Being a record of my journey as I undertake a new role that, unlike many others I have played, fills me with a sense of immense challenge and a promise of growth, both as an actor and a seeker.
Some have suggested that I not worry too much about the movement of the character, pointing out that I will be wearing a very heavy prosthetic suit. My thinking, however, is that it would be a mistake to let the suit do all the work. Certainly it will help. But without exploring the issues these people face, I will simply be moving the way a healthy 175 pound man moves while wearing a prosthetic that weighs somewhere around 50 or 60 pounds. I need to incorporate many other elements. I don’t know all the questions that need to be asked around this issue, but I do know that I need to ask what do my hips, knees, ankles feel like? Why is the gait somewhat stiff legged? I am assuming right now that it is because the musculature can’t support the weight if the knee is bent. These are the issues I need to start exploring, and I know that these details are crucial to a portrait that will have depth and honesty.
On a more humorous note, I received an email from a composer friend, the estimable Michael Roth, who will be working on The Whale. Michael and I have worked together a couple of times, most notably on Dinner With Friends, and now he had this to say: “… my first challenge for the show, far less formidable than yours, but a challenge nonetheless, was to find gay porn sounds for your laptop. Well, a boy has to do what a boy has to do, so to speak. So I have the sounds, ain’t they something, and if it would be useful to you to have an endless loop of it to just play and play over and over again all the time (while reading MOBY DICK for example, as I recall it’s a long book), just let me know — consider it a slightly belated Hanukah gift/early xmas gift. Just wanted to let you know I was thinking of you in my own unique way.”

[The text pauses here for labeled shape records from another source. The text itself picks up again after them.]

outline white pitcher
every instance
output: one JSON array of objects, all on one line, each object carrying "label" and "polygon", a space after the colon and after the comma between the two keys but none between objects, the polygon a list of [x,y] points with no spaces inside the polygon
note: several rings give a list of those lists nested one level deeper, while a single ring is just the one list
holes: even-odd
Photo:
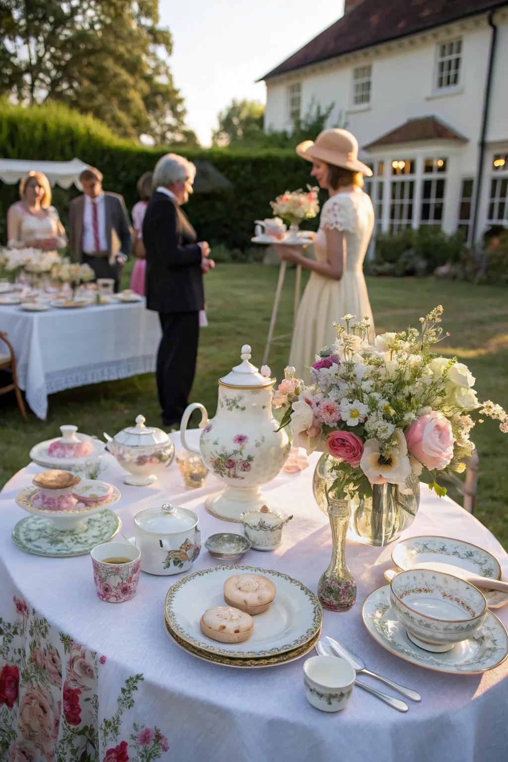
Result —
[{"label": "white pitcher", "polygon": [[[241,363],[219,379],[219,403],[215,418],[208,420],[203,405],[190,405],[180,430],[183,446],[200,453],[209,470],[225,485],[212,495],[206,510],[218,518],[240,521],[245,511],[260,508],[267,502],[260,485],[271,482],[286,463],[291,443],[272,415],[272,388],[275,379],[267,378],[252,365],[251,347],[241,347]],[[192,411],[201,411],[203,431],[200,448],[187,442],[185,432]]]}]

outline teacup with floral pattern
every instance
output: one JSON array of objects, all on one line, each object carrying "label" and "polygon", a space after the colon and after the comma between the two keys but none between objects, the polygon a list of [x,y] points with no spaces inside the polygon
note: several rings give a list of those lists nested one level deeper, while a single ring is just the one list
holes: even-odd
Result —
[{"label": "teacup with floral pattern", "polygon": [[[141,551],[131,543],[103,543],[90,553],[94,567],[94,581],[101,600],[121,604],[134,597],[141,572]],[[107,559],[128,559],[123,563]]]}]

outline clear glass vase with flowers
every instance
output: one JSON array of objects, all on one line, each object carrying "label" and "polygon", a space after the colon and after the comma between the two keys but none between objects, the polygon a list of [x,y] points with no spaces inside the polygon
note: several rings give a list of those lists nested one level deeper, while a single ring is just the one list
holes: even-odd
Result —
[{"label": "clear glass vase with flowers", "polygon": [[374,346],[367,322],[345,315],[337,341],[311,366],[312,384],[289,373],[294,390],[283,381],[275,393],[293,444],[323,453],[314,476],[320,507],[326,511],[331,497],[351,500],[349,536],[360,542],[386,545],[411,523],[424,470],[430,489],[446,494],[436,480],[465,470],[474,448],[471,414],[508,432],[505,411],[478,402],[468,368],[435,352],[442,313],[436,307],[419,328],[378,335]]}]

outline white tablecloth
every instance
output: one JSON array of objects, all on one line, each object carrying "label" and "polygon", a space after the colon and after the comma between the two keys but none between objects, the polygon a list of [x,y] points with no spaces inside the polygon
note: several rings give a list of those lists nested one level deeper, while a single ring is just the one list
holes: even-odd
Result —
[{"label": "white tablecloth", "polygon": [[[178,435],[173,436],[177,445]],[[312,498],[312,475],[316,458],[310,459],[311,466],[305,471],[295,475],[283,472],[266,488],[272,504],[278,503],[294,514],[293,520],[284,530],[282,546],[272,552],[251,550],[241,563],[286,572],[315,592],[320,575],[328,564],[331,540],[327,518]],[[391,547],[375,549],[347,543],[348,564],[358,584],[356,603],[346,613],[325,611],[323,634],[342,640],[371,669],[418,690],[423,697],[421,703],[409,701],[409,711],[401,714],[356,689],[345,711],[327,714],[312,708],[305,700],[302,686],[305,657],[283,666],[240,671],[196,659],[171,641],[163,626],[163,603],[168,588],[179,575],[142,574],[136,597],[115,605],[103,603],[96,597],[88,557],[38,558],[18,549],[11,539],[11,532],[24,514],[15,505],[14,498],[21,488],[30,484],[38,470],[33,465],[24,469],[1,495],[0,574],[5,581],[0,585],[0,615],[7,620],[15,618],[14,595],[27,601],[47,620],[50,626],[48,639],[57,641],[62,664],[65,655],[62,642],[65,640],[61,642],[59,632],[67,633],[78,644],[85,644],[83,648],[93,649],[81,652],[85,661],[95,658],[98,674],[94,690],[98,697],[100,753],[97,757],[91,754],[90,759],[124,762],[127,757],[120,756],[123,749],[131,760],[145,759],[136,754],[153,748],[148,742],[153,744],[153,738],[159,733],[161,738],[167,738],[170,750],[166,754],[162,748],[165,741],[161,741],[162,746],[159,744],[156,752],[159,756],[151,759],[506,762],[508,662],[480,675],[438,674],[398,659],[366,632],[362,622],[362,604],[369,593],[385,584],[383,572],[391,565]],[[128,536],[133,534],[136,513],[168,501],[196,510],[203,543],[209,535],[234,530],[236,526],[222,522],[204,510],[205,496],[218,485],[211,475],[206,486],[195,492],[183,488],[175,464],[163,480],[148,488],[124,485],[114,462],[104,472],[104,478],[122,490],[115,510],[122,519],[122,531]],[[406,535],[423,533],[452,536],[487,549],[497,556],[503,575],[508,576],[508,555],[490,533],[456,504],[448,498],[439,500],[425,485],[422,485],[420,511]],[[203,547],[193,570],[213,565]],[[21,610],[20,600],[18,605]],[[508,607],[497,610],[496,613],[505,626],[508,624]],[[74,679],[72,684],[76,684],[80,656],[72,648],[69,653],[73,655],[68,668],[69,664],[75,665],[69,679]],[[101,655],[107,658],[104,665]],[[66,658],[69,658],[69,655]],[[2,664],[0,651],[0,668]],[[119,696],[122,686],[128,690],[129,686],[132,687],[134,675],[142,675],[142,680],[138,678],[137,690],[132,692],[133,705],[128,709],[125,701],[119,703]],[[131,683],[126,684],[129,679]],[[365,680],[383,689],[377,680]],[[1,688],[0,680],[0,691]],[[60,689],[53,686],[53,690],[58,693]],[[83,690],[79,696],[83,716],[84,707],[90,706],[83,702],[85,694]],[[115,716],[120,716],[120,721],[111,730],[104,719],[111,719],[117,707],[120,715]],[[26,722],[24,728],[26,735]],[[57,760],[74,760],[72,754],[65,756],[61,751],[66,748],[64,736],[68,730],[68,725],[60,723]],[[23,740],[18,735],[18,741]],[[120,748],[123,741],[126,746]],[[108,757],[107,751],[115,749],[117,756],[111,752]]]},{"label": "white tablecloth", "polygon": [[47,312],[0,306],[0,331],[14,347],[27,402],[43,420],[50,394],[153,371],[161,338],[157,313],[144,300]]}]

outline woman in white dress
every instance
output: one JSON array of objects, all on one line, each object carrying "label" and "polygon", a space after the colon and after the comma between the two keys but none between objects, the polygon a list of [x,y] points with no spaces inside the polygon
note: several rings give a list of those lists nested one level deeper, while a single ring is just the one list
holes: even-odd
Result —
[{"label": "woman in white dress", "polygon": [[8,245],[53,251],[67,245],[58,212],[51,206],[51,186],[42,172],[30,172],[19,186],[20,200],[7,213]]},{"label": "woman in white dress", "polygon": [[299,156],[312,162],[311,176],[329,198],[323,204],[314,241],[315,260],[300,246],[278,246],[283,259],[312,271],[294,326],[289,365],[296,376],[310,383],[308,366],[316,352],[337,338],[334,322],[344,315],[367,318],[369,338],[374,340],[374,321],[363,277],[363,259],[374,228],[374,210],[363,192],[363,175],[372,175],[358,160],[358,143],[346,130],[324,130],[315,142],[305,140]]}]

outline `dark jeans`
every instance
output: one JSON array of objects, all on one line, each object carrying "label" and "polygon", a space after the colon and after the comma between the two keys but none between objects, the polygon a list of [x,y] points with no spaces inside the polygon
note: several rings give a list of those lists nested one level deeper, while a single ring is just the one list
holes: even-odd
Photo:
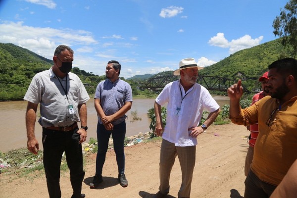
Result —
[{"label": "dark jeans", "polygon": [[65,151],[74,197],[80,198],[85,171],[78,128],[64,132],[43,128],[44,166],[50,198],[60,198],[60,167]]},{"label": "dark jeans", "polygon": [[260,180],[251,171],[245,181],[245,198],[268,198],[276,188],[276,186]]},{"label": "dark jeans", "polygon": [[111,131],[105,129],[102,124],[99,122],[97,124],[97,140],[98,141],[98,152],[96,158],[97,175],[102,174],[102,169],[105,160],[105,156],[108,148],[108,142],[110,134],[113,140],[113,148],[115,152],[116,162],[118,165],[119,174],[125,173],[125,153],[124,153],[124,141],[126,135],[126,122],[113,126]]}]

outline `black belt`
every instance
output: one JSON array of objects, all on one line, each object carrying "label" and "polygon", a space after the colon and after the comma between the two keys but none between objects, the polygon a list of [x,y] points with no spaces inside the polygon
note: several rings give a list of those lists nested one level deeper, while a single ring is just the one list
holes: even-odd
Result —
[{"label": "black belt", "polygon": [[74,124],[71,126],[66,127],[55,127],[54,126],[51,126],[51,127],[46,127],[46,129],[55,131],[69,131],[73,130],[76,127],[77,127],[77,122],[75,122]]}]

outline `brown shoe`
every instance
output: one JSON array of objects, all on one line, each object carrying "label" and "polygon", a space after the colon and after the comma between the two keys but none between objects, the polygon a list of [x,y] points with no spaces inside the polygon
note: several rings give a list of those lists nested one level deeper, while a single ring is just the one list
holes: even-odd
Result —
[{"label": "brown shoe", "polygon": [[167,194],[163,194],[162,193],[161,193],[161,192],[159,191],[156,194],[155,194],[154,196],[153,196],[153,198],[165,198],[166,197],[166,195],[167,195]]}]

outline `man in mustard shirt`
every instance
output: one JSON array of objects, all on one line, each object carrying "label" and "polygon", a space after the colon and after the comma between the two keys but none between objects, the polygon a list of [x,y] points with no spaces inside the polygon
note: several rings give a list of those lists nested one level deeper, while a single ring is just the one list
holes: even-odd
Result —
[{"label": "man in mustard shirt", "polygon": [[254,158],[246,179],[245,198],[269,198],[297,159],[297,60],[286,58],[268,66],[271,93],[242,109],[241,81],[227,91],[232,122],[248,126],[258,122]]}]

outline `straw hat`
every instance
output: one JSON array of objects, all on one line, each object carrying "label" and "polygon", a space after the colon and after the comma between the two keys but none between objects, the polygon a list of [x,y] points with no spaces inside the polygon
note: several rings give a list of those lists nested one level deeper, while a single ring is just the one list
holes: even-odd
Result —
[{"label": "straw hat", "polygon": [[191,67],[197,67],[198,70],[204,68],[204,67],[199,67],[197,65],[195,59],[193,58],[185,58],[180,61],[179,69],[174,71],[173,75],[175,76],[179,76],[180,70]]}]

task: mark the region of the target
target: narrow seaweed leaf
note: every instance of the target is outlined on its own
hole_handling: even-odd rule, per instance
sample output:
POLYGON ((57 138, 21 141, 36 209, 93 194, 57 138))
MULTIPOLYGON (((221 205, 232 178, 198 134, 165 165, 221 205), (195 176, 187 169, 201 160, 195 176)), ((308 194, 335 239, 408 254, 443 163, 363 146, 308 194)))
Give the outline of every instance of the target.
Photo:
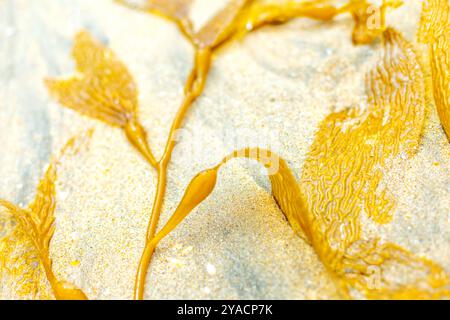
MULTIPOLYGON (((90 137, 90 132, 83 137, 90 137)), ((85 141, 85 139, 80 139, 80 141, 85 141)), ((75 142, 74 138, 70 139, 63 148, 62 155, 69 149, 76 148, 75 142)), ((6 208, 13 215, 32 242, 56 299, 85 300, 87 297, 83 291, 66 281, 59 281, 52 269, 50 241, 55 232, 56 165, 57 160, 53 159, 39 182, 34 201, 28 208, 20 208, 5 200, 0 200, 0 206, 6 208)))
POLYGON ((450 4, 423 1, 419 41, 428 44, 433 94, 439 119, 450 142, 450 4))
POLYGON ((76 35, 72 55, 76 74, 67 80, 46 80, 50 93, 67 108, 122 128, 130 143, 156 167, 137 116, 138 89, 126 66, 86 31, 76 35))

Ah, the things you never thought you’d be listening to. I got together with Michael a few days after hearing from him, and we went to a movie (the new Bond film — get your mind out of the gutter). Afterwards we went back to his studio, where he played me the two tracks he had selected, as well as a third he had created by mixing the first two together. After all the kidding around, I did ask him to burn me a CD of the three tracks. I need to spend some time listening to them, and I’ll explain why.
I happen to be straight. I have had the opportunity a couple of times to play someone of a different sexual orientation than my own, and it has not been difficult to make the adjustment. Playing Charles Busch’s boyfriend in hisYou Should Be So Lucky, or the confirmed bachelor Uncle Paul in A. R. Gurney’s Indian Blood did not require huge leaps. But I do have to admit that playing a scene in which I am listening to, and aroused by, a sexual soundtrack that will have only male voices, grunts, groans and slaps — that will require some extra focus and substitution for me. We are attracted to and aroused by the things we are attracted to and aroused by, and I do not pass judgment on whatever that might be, for myself or anyone else. But to find ways of being aroused by the things that don’t normally engender that response, that is where the work comes in. Having the audio tracks ahead of time, listening to them and allowing myself to acclimate to them will help me make that substitution. This is a curios profession. You get to do many things you never thought you’d get to do.